University professor Rwei Syang-peng (芮祥鵬) yesterday said that his team took two years to develop an incomplete surface-coating technique for unidirectional moisture transport and sweat diffusion, which could drain sweat swiftly and achieve a better cooling effect than Gore-Tex fabrics, a waterproof and breathable material.
Water-repellent fabrics are created using what is called the lotus effect, Rwei said.
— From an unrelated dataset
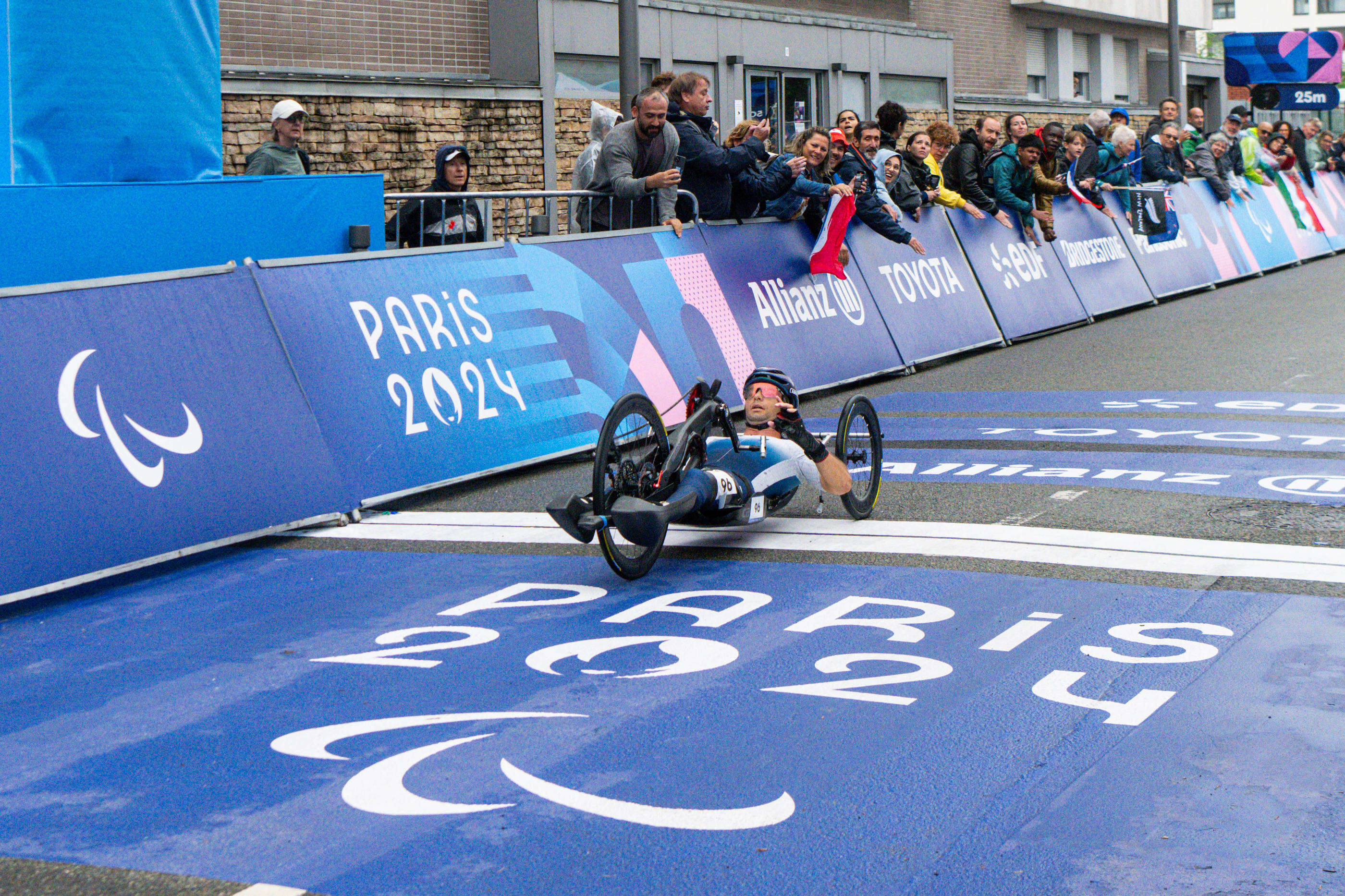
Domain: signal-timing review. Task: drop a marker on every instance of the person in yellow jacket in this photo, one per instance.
(942, 138)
Microscopic structures on the leaves of the lotus plant prevent water droplets from attaching to the leaves, so water sits on papillae on the leaf’s surface without soaking in.
Water-repellent fabrics have a nanoscopic hairy structure on their surface that mimics the papillae on lotus leaves to keep out liquids, Rwei added.
The team’s incomplete coating technique leaves parts of the fabric “naked” — not covered by the water-repelling, hairy structures — so moisture can be swiftly drained through uncoated areas, Rwei said, adding that the incomplete coating could dissipate moisture three times faster than conventional gauze materials.
Gore-Tex fabrics are generally made into jackets or overcoats because they are too rough to be worn in contact with the skin, but the team’s technique can be used to make fabric with a gentle texture that could be made into lingerie and sportswear, he said, adding that they have been approached by international clothing companies.
The incomplete coating technique can be used on many fabrics, including cotton, nylon and polyester, he said.
“Our technique could give Taiwanese businesses an edge over Chinese competitors and help the textile industry carve a niche in the global market of functional fabrics, which has an annual value of US$70 billion to US$80 billion,” he said.
The team also developed a new technique to coat Teflon on kitchenware or high-temperature conveyor belts in food factories.
The team uses specially designed slot die to inject Teflon solution onto glass fiber, which is heated to 320oC to firmly attach the solution, Rwei said. The technique could the amount of Teflon solution used by 60 percent compared with the traditional dipping method, while no toxic residue would be left on the finished surface.